# Thread: the number of solutions in N²

1. ## the number of solutions in N²

Determine the number of solutions in N² of the equation:
x² + y² + 2xy-2019x-2019y-2020 = 0

2. ## Re: the number of solutions in N²

Factor it. You should find either 2019 or 2020 solutions in $\mathbb{N}^2$ depending on whether zero is a natural number or not. Some books say it is, some say it is not.

3. ## Re: the number of solutions in N²

Originally Posted by SlipEternal
Factor it. You should find either 2019 or 2020 solutions in $\mathbb{N}^2$ depending on whether zero is a natural number or not. Some books say it is, some say it is not.
Thanks ...if zero is a natural number then you have" n" solutions whether zero is not a natural number "n-1" solutions..

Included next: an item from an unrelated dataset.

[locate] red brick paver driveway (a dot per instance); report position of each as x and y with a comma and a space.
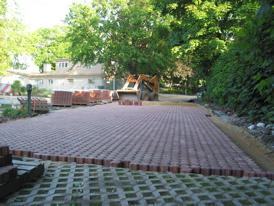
148, 138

4. ## Re: the number of solutions in N²

\begin{align}(x+y)^2 - 2019(x+y) - 2020 &= 0 &\text{now set $u=x+y$ for clarity} \\ u^2 - 2019u -2020 &= 0 \\ (u-2020)(u+1) &= 0 &\text{and replace $u=x+y$} \\ (x+y-2020)(x+y+1) &= 0\end{align}
That's two solutions to be interpreted.

5. ## Re: the number of solutions in N²

Originally Posted by Archie
\begin{align}(x+y)^2 - 2019(x+y) - 2020 &= 0 &\text{now set $u=x+y$ for clarity} \\ u^2 - 2019u -2020 &= 0 \\ (u-2020)(u+1) &= 0 &\text{and replace $u=x+y$} \\ (x+y-2020)(x+y+1) &= 0\end{align}
That's two solutions to be interpreted.
It is one solution for $u$ (over natural numbers) but 2019 or 2020 over $x,y$. Example: (1,2019), (2,2018), (3,2017), etc. are all distinct solutions over the natural numbers.